Neurala COO Heather Ames recently sat down with SearchCIO to talk about L-DNNs and use cases. In late 2016, Neurala announced a $14 million Series A round of funding, enabling the startup to move operations from the Boston University campus to the city's Seaport District and hire an additional 20 employees. Recently named one of top 100 AI companies by Fortune Magazine, Ames said that this year, Neurala will "show people what we've got."
Explain for our CIO readers how lifelong deep neural nets differ from traditional DNNs.
Heather Ames: Lifelong DNNs overcome some of the issues you find in traditional deep neural nets. What it allows you to do is add knowledge on the fly, in real time. L-DNNs can update immediately without having to do any retraining of the system. You don't have to go back and retrain on everything you've already learned. It keeps that.

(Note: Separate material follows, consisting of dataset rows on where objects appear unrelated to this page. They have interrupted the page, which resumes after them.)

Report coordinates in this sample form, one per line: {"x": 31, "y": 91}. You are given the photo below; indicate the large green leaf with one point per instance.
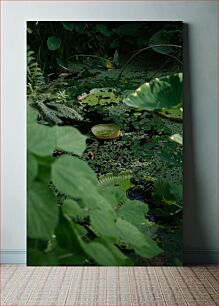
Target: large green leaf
{"x": 42, "y": 212}
{"x": 53, "y": 43}
{"x": 143, "y": 245}
{"x": 32, "y": 169}
{"x": 67, "y": 238}
{"x": 104, "y": 255}
{"x": 103, "y": 223}
{"x": 134, "y": 212}
{"x": 70, "y": 140}
{"x": 31, "y": 115}
{"x": 41, "y": 140}
{"x": 165, "y": 92}
{"x": 72, "y": 209}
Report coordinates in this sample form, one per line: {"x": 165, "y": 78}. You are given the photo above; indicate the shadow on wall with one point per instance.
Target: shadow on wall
{"x": 193, "y": 228}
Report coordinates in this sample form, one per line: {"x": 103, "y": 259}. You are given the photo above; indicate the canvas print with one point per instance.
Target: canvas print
{"x": 104, "y": 143}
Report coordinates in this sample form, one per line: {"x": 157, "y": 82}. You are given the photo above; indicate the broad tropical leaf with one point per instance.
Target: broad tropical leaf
{"x": 165, "y": 92}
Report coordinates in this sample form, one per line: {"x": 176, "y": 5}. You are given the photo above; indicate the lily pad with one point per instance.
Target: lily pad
{"x": 173, "y": 113}
{"x": 106, "y": 131}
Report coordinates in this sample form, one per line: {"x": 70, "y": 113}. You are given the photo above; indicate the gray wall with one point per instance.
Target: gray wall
{"x": 201, "y": 97}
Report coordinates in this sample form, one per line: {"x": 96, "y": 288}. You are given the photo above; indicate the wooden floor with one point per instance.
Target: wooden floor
{"x": 122, "y": 286}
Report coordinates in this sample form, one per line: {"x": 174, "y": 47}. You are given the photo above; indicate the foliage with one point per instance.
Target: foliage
{"x": 122, "y": 180}
{"x": 35, "y": 76}
{"x": 163, "y": 37}
{"x": 77, "y": 180}
{"x": 100, "y": 96}
{"x": 165, "y": 92}
{"x": 104, "y": 201}
{"x": 52, "y": 108}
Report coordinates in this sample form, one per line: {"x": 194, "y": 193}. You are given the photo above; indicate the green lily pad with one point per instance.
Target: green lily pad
{"x": 106, "y": 131}
{"x": 173, "y": 113}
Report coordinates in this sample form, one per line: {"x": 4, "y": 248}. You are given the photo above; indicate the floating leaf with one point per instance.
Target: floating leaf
{"x": 106, "y": 131}
{"x": 53, "y": 43}
{"x": 70, "y": 140}
{"x": 177, "y": 138}
{"x": 175, "y": 113}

The other thing, which we're still figuring out how to quantify the extent of but looks promising, is the amount of data needed to [initially] train the system. When you train a DNN, we're looking at tens to hundreds of thousands of images per object type just to get a decent amount of generalization or use from it. We're looking to drop that down significantly in the L-DNN case.
Let's say you trained up a DNN on people and dogs. You port it onto your cellphone and you're walking around with your cellphone looking at people and dogs and taking video around you. It does a pretty good job of catching most people, but when it comes to dogs, it misses black labs because, perhaps, the data set you used to train it didn't include any black labs.

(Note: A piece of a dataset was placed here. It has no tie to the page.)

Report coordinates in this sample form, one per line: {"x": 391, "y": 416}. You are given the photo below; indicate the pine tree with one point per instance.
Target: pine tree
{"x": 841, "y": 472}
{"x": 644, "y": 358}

But there are black labs everywhere where you are. So what a lifelong DNN allows you to do is to train on that black lab right then and there. You aim the device at the dog, put that into your video feed and tell the system, hey this is also a dog. You have a [user interface] to outline the dog, label it, and now your system can automatically update that new information and add it to its understanding of dogs.
Neurala Inc. at a glance
- A deep learning startup
- Co-founded in 2006 by three Ph.D. students at Boston University
- Cut its teeth on a project for NASA and space exploration
Can you elaborate on "object type"?
Ames: Say you have a Photoshop application and you want to be able to find people in your pictures. You need to initially train the system on what are people because it doesn't know that out of the box. In order to do that, you need between 10 and 100,000 images of people that show where the people are in the image -- so they're tagged as people in that image -- and you need to feed that into the system.

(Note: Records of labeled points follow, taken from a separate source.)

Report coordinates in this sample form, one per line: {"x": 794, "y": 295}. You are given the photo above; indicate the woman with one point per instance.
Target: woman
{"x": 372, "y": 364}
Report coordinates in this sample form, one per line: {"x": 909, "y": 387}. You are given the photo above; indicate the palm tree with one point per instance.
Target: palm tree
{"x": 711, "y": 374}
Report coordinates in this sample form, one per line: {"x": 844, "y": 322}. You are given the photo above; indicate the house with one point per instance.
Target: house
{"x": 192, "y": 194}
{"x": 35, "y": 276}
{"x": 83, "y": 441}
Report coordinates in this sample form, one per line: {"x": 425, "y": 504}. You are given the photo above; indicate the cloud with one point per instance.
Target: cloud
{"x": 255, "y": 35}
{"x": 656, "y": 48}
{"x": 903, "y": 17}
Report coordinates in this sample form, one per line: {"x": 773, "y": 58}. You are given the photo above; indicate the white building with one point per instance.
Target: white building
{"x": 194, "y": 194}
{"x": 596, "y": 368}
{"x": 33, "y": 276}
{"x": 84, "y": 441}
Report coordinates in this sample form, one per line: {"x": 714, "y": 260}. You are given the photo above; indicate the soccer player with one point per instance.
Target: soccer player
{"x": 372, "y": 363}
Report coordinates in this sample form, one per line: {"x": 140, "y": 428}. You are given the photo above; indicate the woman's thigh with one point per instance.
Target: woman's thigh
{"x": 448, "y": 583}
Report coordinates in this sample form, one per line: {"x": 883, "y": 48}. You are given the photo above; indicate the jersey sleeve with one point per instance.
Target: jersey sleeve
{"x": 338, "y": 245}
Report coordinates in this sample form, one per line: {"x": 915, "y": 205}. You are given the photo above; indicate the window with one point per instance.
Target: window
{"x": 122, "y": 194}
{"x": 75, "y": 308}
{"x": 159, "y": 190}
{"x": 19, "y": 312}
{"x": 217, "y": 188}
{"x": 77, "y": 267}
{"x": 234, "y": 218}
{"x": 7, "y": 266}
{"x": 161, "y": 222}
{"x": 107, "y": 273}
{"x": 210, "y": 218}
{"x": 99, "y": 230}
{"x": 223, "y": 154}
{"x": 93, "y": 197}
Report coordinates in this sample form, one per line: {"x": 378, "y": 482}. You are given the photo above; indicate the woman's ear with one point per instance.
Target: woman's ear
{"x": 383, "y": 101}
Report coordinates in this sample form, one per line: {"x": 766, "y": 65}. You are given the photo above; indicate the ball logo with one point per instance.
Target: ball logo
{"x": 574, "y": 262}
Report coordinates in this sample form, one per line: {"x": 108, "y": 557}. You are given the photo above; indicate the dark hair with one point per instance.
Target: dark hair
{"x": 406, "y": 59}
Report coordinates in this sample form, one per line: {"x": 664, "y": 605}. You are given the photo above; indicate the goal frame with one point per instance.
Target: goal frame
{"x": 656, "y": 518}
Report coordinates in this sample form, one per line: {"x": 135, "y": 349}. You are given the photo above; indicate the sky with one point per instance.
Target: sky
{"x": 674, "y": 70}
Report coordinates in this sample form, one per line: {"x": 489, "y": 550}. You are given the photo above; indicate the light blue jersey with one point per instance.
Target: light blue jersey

The next step is to run training sets so you build hundreds if not thousands of different DNNs running on that data -- re-presenting the data over and over. So it's not just one presentation of that data, it could be 500 presentations of the data, 1,000 presentations of the data. That system can take days to run to try to get it to a place where it can perform.
With L-DNN technology, it doesn't need that much data to perform, because it does a much more efficient job of learning.
How so?
Ames: It's a matter of the algorithm that we have underneath. It's a proprietary algorithm that essentially allows the addition of information without losing things it's already learned. When you run these large-scale DNNs, you're doing so many computations to try and find an optimal solution, that's why it takes a long time. [Our] system is able to robustly learn really quickly.
Where is this type of technology being applied?
Ames: We are looking at things like drone inspection. These are cases where people may be flying a drone around a piece of infrastructure. They're looking for damage. They may have a human operator that may see a different kind of damage that they haven't seen before. They've trained the system to look for rust, but they've come to this new location and find out that a flock of geese has been hanging out, and now you have geese droppings all over that piece of infrastructure. And the system needs to learn that right then and there. So the operator could do that and send a drone back up without having to go back to their headquarters to relearn the system and retrain the system on this new kind of damage.
It also could be used in situations where you have a set of objects, maybe it's a supply chain question or a retail question, so you have a set of labeled objects -- food, plates, cups -- and there's an object your system doesn't understand. L-DNNs can highlight unknown objects and allow a human operator to name them in real time. So if you have a restaurant tray with labeled objects and a kid leaves his toy behind -- this isn't a use case we're doing, I'm just giving you an example -- our system would tag that as unknown, it's never seen this before, and a human operator could label it 'toy' and so the system would learn what a toy is.